The most common adverse event with the ribociclib-fulvestrant combination was neutropenia, which occurred in 69.6% of patients (versus 2.1% in the control arm). This neutropenia reached grade 3 or 4 severity in 46.6% and 6.8% of patients, respectively. Other common adverse events with the ribociclib regimen were nausea (45.3% versus 28.2%), fatigue (31.5% versus 33.2%), diarrhoea (29.0% versus 20.3%), leukopenia (28.4% versus 1.7%), vomiting (26.7% versus 12.9%) and arthralgia (24.0% versus 26.6%). However, these adverse events were mainly mild and rarely reached grade 3 or 4 in severity.
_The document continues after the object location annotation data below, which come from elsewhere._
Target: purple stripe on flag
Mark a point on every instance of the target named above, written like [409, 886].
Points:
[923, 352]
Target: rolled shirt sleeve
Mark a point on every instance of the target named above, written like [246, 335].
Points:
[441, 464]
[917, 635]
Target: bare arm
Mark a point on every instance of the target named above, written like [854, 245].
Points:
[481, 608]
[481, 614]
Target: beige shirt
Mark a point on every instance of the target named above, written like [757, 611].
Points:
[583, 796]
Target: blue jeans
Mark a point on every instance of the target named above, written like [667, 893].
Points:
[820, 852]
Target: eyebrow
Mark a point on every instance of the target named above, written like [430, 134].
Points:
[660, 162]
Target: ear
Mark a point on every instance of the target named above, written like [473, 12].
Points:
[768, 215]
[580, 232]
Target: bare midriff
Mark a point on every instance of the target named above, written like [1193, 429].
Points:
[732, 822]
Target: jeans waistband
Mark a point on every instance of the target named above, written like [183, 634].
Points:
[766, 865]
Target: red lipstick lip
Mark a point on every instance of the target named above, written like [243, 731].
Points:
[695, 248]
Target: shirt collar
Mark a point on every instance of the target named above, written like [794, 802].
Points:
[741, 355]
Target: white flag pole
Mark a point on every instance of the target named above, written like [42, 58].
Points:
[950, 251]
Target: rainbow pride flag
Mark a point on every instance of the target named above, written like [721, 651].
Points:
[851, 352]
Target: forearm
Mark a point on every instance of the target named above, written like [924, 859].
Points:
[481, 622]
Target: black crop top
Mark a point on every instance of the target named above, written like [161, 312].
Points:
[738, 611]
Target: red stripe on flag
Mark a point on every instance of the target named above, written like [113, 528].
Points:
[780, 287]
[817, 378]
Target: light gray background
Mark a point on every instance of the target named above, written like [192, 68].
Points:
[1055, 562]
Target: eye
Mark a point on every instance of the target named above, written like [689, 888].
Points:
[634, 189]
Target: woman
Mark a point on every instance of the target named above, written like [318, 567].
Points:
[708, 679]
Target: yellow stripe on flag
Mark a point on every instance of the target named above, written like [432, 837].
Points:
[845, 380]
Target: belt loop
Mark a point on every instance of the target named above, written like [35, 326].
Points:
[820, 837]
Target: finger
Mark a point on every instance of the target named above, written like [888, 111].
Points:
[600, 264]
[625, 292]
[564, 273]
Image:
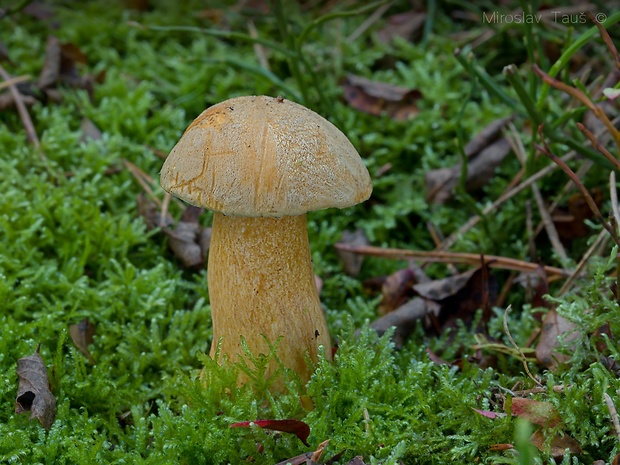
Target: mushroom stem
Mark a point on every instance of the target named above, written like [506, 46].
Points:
[261, 283]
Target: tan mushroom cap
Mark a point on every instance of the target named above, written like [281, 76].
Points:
[262, 156]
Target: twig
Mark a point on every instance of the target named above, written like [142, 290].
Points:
[552, 233]
[492, 261]
[258, 48]
[605, 35]
[31, 134]
[613, 195]
[614, 414]
[579, 95]
[571, 174]
[14, 81]
[452, 238]
[373, 18]
[598, 146]
[581, 172]
[514, 344]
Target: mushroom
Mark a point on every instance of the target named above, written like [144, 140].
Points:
[260, 163]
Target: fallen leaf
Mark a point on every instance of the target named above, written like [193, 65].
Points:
[296, 427]
[82, 336]
[308, 458]
[60, 67]
[611, 93]
[4, 54]
[554, 326]
[489, 414]
[501, 447]
[377, 98]
[536, 412]
[33, 391]
[352, 262]
[484, 152]
[479, 292]
[404, 25]
[396, 290]
[356, 461]
[558, 446]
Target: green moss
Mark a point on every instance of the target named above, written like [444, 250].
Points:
[72, 247]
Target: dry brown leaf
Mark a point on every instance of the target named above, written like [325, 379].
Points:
[377, 98]
[33, 391]
[440, 289]
[4, 54]
[539, 413]
[356, 461]
[352, 262]
[570, 222]
[82, 336]
[553, 326]
[558, 446]
[485, 152]
[185, 240]
[396, 289]
[479, 292]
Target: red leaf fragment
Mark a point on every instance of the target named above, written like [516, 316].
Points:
[33, 391]
[296, 427]
[489, 414]
[558, 446]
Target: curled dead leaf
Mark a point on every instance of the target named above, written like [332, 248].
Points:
[558, 446]
[33, 391]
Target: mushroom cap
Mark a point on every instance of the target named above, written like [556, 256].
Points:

In summary, compared to placebo + fulvestrant, ribociclib + fulvestrant significantly prolongs the PFS of postmenopausal women with de novo HR-positive, HER2-negative advanced breast cancer and in patients who relapsed within 12 months after prior endocrine therapy. The combination also demonstrated a manageable safety profile.

Reference

D. Slamon, et al. Ribociclib (RIB) + fulvestrant (FUL) in postmenopausal women with hormone receptor-positive (HR+), HER2-negative (HER2–) advanced breast cancer (ABC): Results from MONALEESA-3. Presented at ASCO 2018; Abstract 1000.